Ping Wang (M’08) received the PhD degree in electrical engineering from University of Waterloo, Canada, in 2008. She is currently an assistant professor in the School of Computer Engineering, Nanyang Technological University, Singapore. Her research interest is mainly on resource allocation in multimedia wireless networks. She was a corecipient of the Best Paper Award from IEEE Wireless Communications and Networking Conference (WCNC) 2012 and IEEE International Conference on Communications (ICC) 2007. She is an Editor of IEEE Transactions on Wireless Communications, EURASIP Journal on Wireless Communications and Networking, and International Journal of Ultra Wideband Communications and Systems.

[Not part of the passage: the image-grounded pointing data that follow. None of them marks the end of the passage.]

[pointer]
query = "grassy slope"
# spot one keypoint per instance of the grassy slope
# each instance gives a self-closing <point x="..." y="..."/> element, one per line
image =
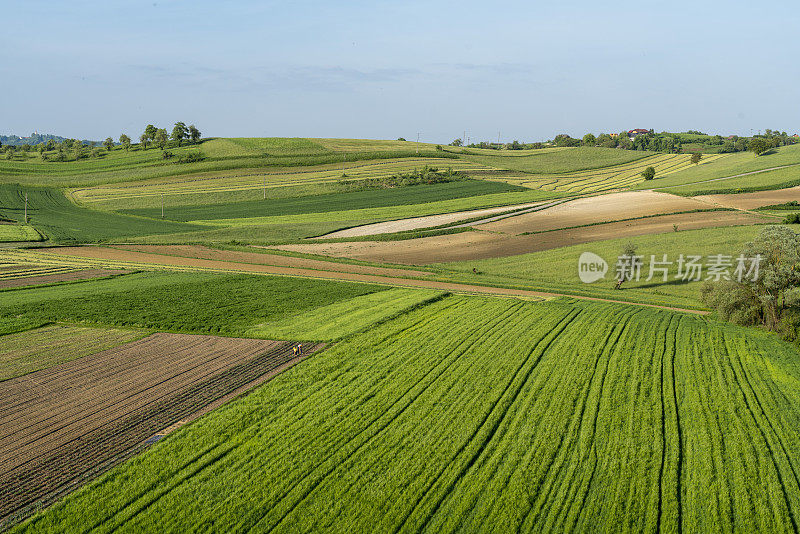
<point x="344" y="318"/>
<point x="18" y="232"/>
<point x="372" y="198"/>
<point x="561" y="161"/>
<point x="60" y="220"/>
<point x="478" y="414"/>
<point x="46" y="347"/>
<point x="730" y="165"/>
<point x="557" y="270"/>
<point x="192" y="303"/>
<point x="121" y="166"/>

Dong In Kim received the Ph.D. degree in electrical engineering from the University of Southern California, Los Angeles, in 1990. He was a tenured Professor with the School of Engineering Science, Simon Fraser University, Burnaby, British Columbia, Canada. Since 2007, he has been with Sungkyunkwan University (SKKU), Suwon, Korea, where he is currently a Professor with the College of Information and Communication Engineering. Recently he was awarded the Engineering Research Center (ERC) for Energy Harvesting Communications. Dr. Kim has served as an Editor and a Founding Area Editor of Cross-Layer Design and Optimization for the IEEE Transactions on Wireless Communications from 2002 to 2011. From 2008 to 2011, he served as the CoEditor-in-Chief for the Journal of Communications and Networks. He is currently the Founding Editor-in-Chief for the IEEE Wireless Communications Letters and has been serving as an Editor of Spread Spectrum Transmission and Access for the IEEE Transactions on Communications since 2001.